News of people getting bombed in the North-East, unending and underreported communal clashes in Jos and other unwholesome realities have left us in a state of acceptance; that it is okay for Nigerians to die like life is not as useful here as it is made to look elsewhere. Let us face it, we do not value human life in this part of the world. How many police officers have been successfully prosecuted for extrajudicial killings against the number of such incidents? We are simply used to seeing Nigerians die, like chickens in a poultry hit by a plague.

For almost a decade now we have been reading reports of our country supplying the world with its highest out of school children, what have we done since then? We have simply added more children to the mess. We haven’t been short of resources to correct challenges such as these, we have simply not allocated resources appropriately. Take this; the immediate past Kaduna State Governor spent N10bn building a Governor’s Office he thought he’d use for another 8 years – he was sworn in after the former governor died – but as time would have it, he was soon voted out just months after commissioning the project. Really and truly, in a state like Kaduna with some of the country’s greatest social challenges, was that the best use of N10bn? We spent N7bn on another National Conference that was never going to be binding on us based on the way it was set up. As it is today, that National Conference has found its way through the dark path that leads to irrelevance as several other similar national conferences before it. Was that really the best use of N7bn? You see, ours has never been about the lack of resources, it has simply been about the misallocation of resources; a system built on our lack of appreciation of our human resources.

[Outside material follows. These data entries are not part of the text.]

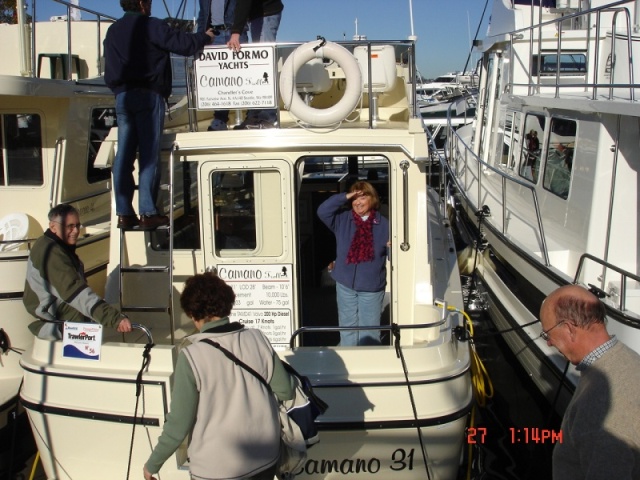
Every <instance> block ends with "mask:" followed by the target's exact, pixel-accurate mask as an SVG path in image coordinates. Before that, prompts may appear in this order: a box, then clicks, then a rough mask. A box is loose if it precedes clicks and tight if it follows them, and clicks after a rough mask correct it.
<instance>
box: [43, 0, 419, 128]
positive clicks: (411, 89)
mask: <svg viewBox="0 0 640 480" xmlns="http://www.w3.org/2000/svg"><path fill="white" fill-rule="evenodd" d="M55 1H60V2H62V0H55ZM322 41H324V39H323V38H321V37H320V38H319V39H318V42H322ZM304 43H307V42H278V43H276V44H274V45H275V48H276V52H275V56H276V59H282V60H283V61H282V63H284V59H285V58H284V57H286V56H287V55H289V54H290V53H291V52H293V51H294V50H295V49H296V48H297V47H299V46H301V45H303V44H304ZM335 43H337V44H339V45H341V46H343V47H344V48H346V49H347V50H349V51H350V52H352V53H353V51H354V49H355V48H356V47H362V46H366V48H367V50H368V55H367V58H368V62H369V65H368V68H367V73H368V78H367V79H364V78H363V83H366V85H365V86H362V87H361V88H362V94H367V98H368V99H369V100H368V101H369V108H368V112H369V116H368V119H367V120H368V124H369V128H375V125H376V120H377V118H376V115H377V112H376V111H375V107H374V103H375V102H374V98H376V95H377V93H376V85H375V82H374V81H373V80H372V75H373V68H372V65H371V59H372V58H375V54H374V53H372V49H373V47H376V46H387V45H391V46H393V47H394V49H395V55H396V65H402V66H406V68H407V70H408V78H400V77H397V78H396V81H400V80H402V81H403V82H406V83H407V84H408V86H409V87H410V89H409V90H408V92H407V96H408V104H409V105H408V107H409V116H410V117H411V118H418V117H419V114H420V109H419V107H418V96H417V92H416V89H417V82H418V78H419V73H418V69H417V67H416V54H415V41H414V40H354V41H339V42H335ZM277 62H278V63H280V62H279V61H278V60H277ZM185 70H186V71H185V85H186V91H187V99H188V111H189V114H188V116H189V130H190V131H192V132H194V131H197V112H198V108H197V98H196V96H197V88H196V77H195V71H194V70H195V68H194V62H193V59H190V58H188V59H187V64H186V65H185ZM277 73H278V76H279V74H280V72H279V71H278V72H277ZM347 81H349V79H347ZM278 83H279V82H276V85H278ZM276 93H277V94H278V95H279V92H276ZM278 95H277V98H279V97H278ZM231 110H237V109H236V108H234V107H231ZM241 110H242V109H241ZM276 127H277V128H280V122H279V121H278V122H277V126H276Z"/></svg>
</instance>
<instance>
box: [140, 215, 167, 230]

Will things change? You tell me. Does the current government look like it’d turn the tide and begin to focus on the best use of our resources? There are talks of a national carrier for instance, is that really a pressing need in the face of our current limited basic infrastructural facilities? Except the national carrier will be completely funded by the private sector, an attempt to float one with Nigeria’s limited resources would emphasise government’s disconnect with modern economic realities. South African Airways has gulped some N400bn in bailout funds over the last decade, Kenyan Airways is a flying box of debts. The Emirates and Etihad of this world are run on models that ensure profit is just as essential a motive as national or territorial pride.

Good intentions are never enough. Our country is desperate for the right ideas and solutions and only one source will always guarantee that; the right people. As long as we continue to treat our own citizens as dirt or at best as aliens in their own country, nothing will change no matter how good intentioned the President is. These are fundamental issues. The people must come first. That is not negotiable.

When that happens, we’d not need to scream to have governments do something about potholes before they become life-sucking wells on our roads. When that happens, our government would be as embarrassed about the millions of kids out of school in Nigeria as it would be if each time our President steps outside the country, he is asked about the children still out of school. Do they need to be reminded to be embarrassed about things that are embarrassing to the image of the nation and its future? The greatest form of disrespect to the Nigerian people happened recently but it passed without essentially being noticed. Senator Godswill Akpabio then as Governor of Akwa Ibom commissioned what he claimed was a world-class hospital in Uyo less than four months ago. He had a minor accident recently; when it was time to visit a hospital, guess the one that was closest to him? The regular hospital in the United Kingdom. Is there a better way to raise the middle finger on an entire population? Yet, our people get that finger in one form or the other from those we trust to lead us right. Things must change!